1729025569: New client connected from 127.0.0.1:62463 as UBF5bcoi97WeTliL7VLF (p1, c0, k35718, u'weNO7m2HwMb4VeRRoXnkGBnpXq').
1729025569: Will message specified (24 bytes) (r0, q1).
1729025569: gHbr9Czh
1729025569: Sending CONNACK to UBF5bcoi97WeTliL7VLF (0, 0)
1729025569: Received PUBLISH from UBF5bcoi97WeTliL7VLF (d0, q1, r0, m46593, 'XVKlzx2I3GgzqQ', ... (18 bytes))
1729025569: Sending PUBACK to UBF5bcoi97WeTliL7VLF (m46593, rc0)
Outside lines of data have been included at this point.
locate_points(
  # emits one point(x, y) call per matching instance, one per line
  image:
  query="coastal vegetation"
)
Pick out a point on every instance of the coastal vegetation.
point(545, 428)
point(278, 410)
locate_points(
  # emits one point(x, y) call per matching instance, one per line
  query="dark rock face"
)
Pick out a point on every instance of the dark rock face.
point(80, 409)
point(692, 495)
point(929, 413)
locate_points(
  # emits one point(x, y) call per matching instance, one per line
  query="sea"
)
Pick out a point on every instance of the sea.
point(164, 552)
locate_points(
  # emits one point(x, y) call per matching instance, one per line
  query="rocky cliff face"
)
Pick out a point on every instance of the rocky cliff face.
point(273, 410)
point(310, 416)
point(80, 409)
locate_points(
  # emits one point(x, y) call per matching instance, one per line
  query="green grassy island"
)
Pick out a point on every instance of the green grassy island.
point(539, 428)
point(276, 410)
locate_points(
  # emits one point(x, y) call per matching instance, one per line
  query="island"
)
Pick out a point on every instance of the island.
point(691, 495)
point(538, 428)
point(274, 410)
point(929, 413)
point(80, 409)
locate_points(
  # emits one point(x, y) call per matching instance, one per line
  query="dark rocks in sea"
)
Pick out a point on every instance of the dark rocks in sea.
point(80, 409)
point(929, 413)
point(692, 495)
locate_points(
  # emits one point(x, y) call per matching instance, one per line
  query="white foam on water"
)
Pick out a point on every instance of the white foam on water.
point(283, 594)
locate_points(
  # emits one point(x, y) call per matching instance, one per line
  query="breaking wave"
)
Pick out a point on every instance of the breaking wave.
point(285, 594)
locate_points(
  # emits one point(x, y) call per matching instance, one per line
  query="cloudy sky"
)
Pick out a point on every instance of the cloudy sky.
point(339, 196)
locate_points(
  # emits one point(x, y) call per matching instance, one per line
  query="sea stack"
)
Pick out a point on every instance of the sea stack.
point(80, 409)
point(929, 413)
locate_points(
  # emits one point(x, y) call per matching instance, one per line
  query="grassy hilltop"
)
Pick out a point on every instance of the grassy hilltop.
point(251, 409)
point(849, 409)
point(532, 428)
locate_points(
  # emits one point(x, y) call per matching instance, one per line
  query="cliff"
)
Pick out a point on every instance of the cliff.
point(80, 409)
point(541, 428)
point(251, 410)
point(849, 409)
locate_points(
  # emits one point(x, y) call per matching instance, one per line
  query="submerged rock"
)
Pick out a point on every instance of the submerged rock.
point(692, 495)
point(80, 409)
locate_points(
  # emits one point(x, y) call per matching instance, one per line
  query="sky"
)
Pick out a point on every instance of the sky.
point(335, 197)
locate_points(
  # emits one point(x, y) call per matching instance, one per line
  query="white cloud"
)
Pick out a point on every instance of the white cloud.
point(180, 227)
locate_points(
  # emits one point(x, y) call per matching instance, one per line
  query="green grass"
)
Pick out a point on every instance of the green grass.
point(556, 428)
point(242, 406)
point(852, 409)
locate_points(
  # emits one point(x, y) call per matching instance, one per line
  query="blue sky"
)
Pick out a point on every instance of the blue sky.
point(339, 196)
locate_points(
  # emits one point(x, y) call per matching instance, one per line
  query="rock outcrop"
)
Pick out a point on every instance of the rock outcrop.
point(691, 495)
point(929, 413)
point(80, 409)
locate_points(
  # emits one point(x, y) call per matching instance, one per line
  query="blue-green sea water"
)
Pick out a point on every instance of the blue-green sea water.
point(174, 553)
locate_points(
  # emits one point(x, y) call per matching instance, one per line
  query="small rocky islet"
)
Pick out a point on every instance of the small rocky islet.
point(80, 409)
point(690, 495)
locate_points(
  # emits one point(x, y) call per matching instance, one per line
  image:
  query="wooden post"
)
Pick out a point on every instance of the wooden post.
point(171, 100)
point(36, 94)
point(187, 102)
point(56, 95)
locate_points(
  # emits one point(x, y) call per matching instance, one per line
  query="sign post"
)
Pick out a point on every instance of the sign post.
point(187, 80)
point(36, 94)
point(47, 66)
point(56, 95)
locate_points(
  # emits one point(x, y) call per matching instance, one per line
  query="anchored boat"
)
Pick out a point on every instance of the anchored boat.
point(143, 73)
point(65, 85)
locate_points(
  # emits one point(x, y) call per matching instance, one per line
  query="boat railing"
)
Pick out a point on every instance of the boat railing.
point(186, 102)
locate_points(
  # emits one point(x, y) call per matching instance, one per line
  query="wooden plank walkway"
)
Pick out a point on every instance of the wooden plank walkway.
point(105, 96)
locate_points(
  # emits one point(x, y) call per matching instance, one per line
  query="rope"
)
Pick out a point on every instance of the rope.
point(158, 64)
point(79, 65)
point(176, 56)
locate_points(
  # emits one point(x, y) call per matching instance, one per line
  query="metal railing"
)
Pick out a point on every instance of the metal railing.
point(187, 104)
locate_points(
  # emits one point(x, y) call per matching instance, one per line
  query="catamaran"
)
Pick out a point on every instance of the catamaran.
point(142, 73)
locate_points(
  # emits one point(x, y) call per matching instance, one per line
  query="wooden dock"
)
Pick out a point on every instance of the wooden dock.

1729025569: Received UNSUBSCRIBE from UBF5bcoi97WeTliL7VLF
1729025569: Sending UNSUBACK to UBF5bcoi97WeTliL7VLF
1729025569: Client UBF5bcoi97WeTliL7VLF closed its connection.
...
1729025955: New connection from 127.0.0.1:63245 on port 1883.
1729025955: New client connected from 127.0.0.1:63245 as UBF5bcoi97WeTliL7VLF (p2, c0, k35718, u'weNO7m2HwMb4VeRRoXnkGBnpXq').
1729025955: Will message specified (24 bytes) (r0, q1).
1729025955: gHbr9Czh
1729025955: Sending CONNACK to UBF5bcoi97WeTliL7VLF (1, 0)
1729025955: Received PUBLISH from UBF5bcoi97WeTliL7VLF (d0, q1, r0, m46593, 'XVKlzx2I3GgzqQ', ... (18 bytes))
1729025955: Sending PUBACK to UBF5bcoi97WeTliL7VLF (m46593, rc0)
1729025955: Received UNSUBSCRIBE from UBF5bcoi97WeTliL7VLF
1729025955: Client UBF5bcoi97WeTliL7VLF disconnected due to malformed packet.
@songxpu your second example is incorrect too:
You are connecting with MQTTv3. If you use CONNECT with MQTTv3.1.1 or MQTTv5, mosquitto correctly disconnects the client because of a malformed packet (see below).
@songxpu Thanks for the reports, I've now pushed changes for the remaining issues except for those related to the payload format indicator. The spec states that the broker "MAY" validate the payload. I'm choosing not to do that for the 2.0.x branch.